Since 1921 there has, however, been administrative and legislative history with which we must reckon. The first regulation after section 115 (f) was enacted (Article 1548, Regulations 62), declared that “stock issued by a corporation as a dividend does not constitute taxable income * * * but gain may be derived * * * from the sale of such stock.” Since 1925 the form has been: “The issuance of its own stock,” but the change is not important. Alongside of this there has always beeif somewhere in the regulations a ' provision, implementing as it were, the language I have quoted, and expressly prescribing that the basis must be reduced by the dividend.

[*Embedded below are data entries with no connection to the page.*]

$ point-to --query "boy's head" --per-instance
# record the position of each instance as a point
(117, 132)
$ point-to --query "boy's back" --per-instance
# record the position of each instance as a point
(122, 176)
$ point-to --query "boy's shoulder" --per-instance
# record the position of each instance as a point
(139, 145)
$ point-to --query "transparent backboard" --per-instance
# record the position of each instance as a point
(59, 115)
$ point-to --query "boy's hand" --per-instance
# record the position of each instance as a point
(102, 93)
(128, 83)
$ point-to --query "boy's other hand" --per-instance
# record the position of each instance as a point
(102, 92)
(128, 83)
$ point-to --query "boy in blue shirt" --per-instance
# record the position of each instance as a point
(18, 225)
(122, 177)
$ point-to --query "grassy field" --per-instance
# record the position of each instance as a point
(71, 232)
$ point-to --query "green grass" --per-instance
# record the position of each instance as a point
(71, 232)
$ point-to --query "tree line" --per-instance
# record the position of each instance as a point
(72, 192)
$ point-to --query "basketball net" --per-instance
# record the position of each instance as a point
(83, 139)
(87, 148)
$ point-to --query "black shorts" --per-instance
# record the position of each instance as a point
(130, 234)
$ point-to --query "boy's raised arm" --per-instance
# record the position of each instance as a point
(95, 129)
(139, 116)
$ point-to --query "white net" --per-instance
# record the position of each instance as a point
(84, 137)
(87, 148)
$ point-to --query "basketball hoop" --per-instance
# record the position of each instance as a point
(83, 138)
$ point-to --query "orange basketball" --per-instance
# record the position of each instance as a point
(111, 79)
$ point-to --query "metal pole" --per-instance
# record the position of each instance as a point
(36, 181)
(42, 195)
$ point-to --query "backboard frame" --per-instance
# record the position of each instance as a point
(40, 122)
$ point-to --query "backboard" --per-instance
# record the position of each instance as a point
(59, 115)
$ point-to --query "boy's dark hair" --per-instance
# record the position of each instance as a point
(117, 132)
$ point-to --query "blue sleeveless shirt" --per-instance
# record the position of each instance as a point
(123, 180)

There has therefore never been any administrative interpretation of section 115 (f), so far as I can find, which did not immediately connect it with this method of calculating the “basis”; unless perhaps Article 115-10 (1) of Regulations 86, and its predecessors may be counted. I do not know how far I should have thought these provisions as a whole conclusive; and it is of no consequence, for Koshland v. Helvering, supra, 298 U.S. 441, 56 S.Ct. 767, 80 L.Ed. 1268, 105 A.L.R. 756, has settled it that so far as they affect the “basis,” they have been invalid from the beginning. Thus, the only question now is whether though invalid as to that, they may still be authoritative in interpreting section 115 (f), taken alone. I cannot think that we should blow hot and cold; if the effort indirectly to charge the taxpayer with the new shares under the guise of diminishing his “basis” must break down, any concomitant interpretation as to exemption of the shares, qua income, ought to fall with it. Therefore Koshland v. Helvering, supra, seems to me in substance to have limited the relevant evidence of the intent of Congress to the bare words themselves, stripped of administrative gloss; and the bare words will not serve. I think the Board was right and I can find no convincing evidence that in Horrmann v. Commissioner, 34 B.T.A. 1178, 1180, a majority of its members have changed their minds.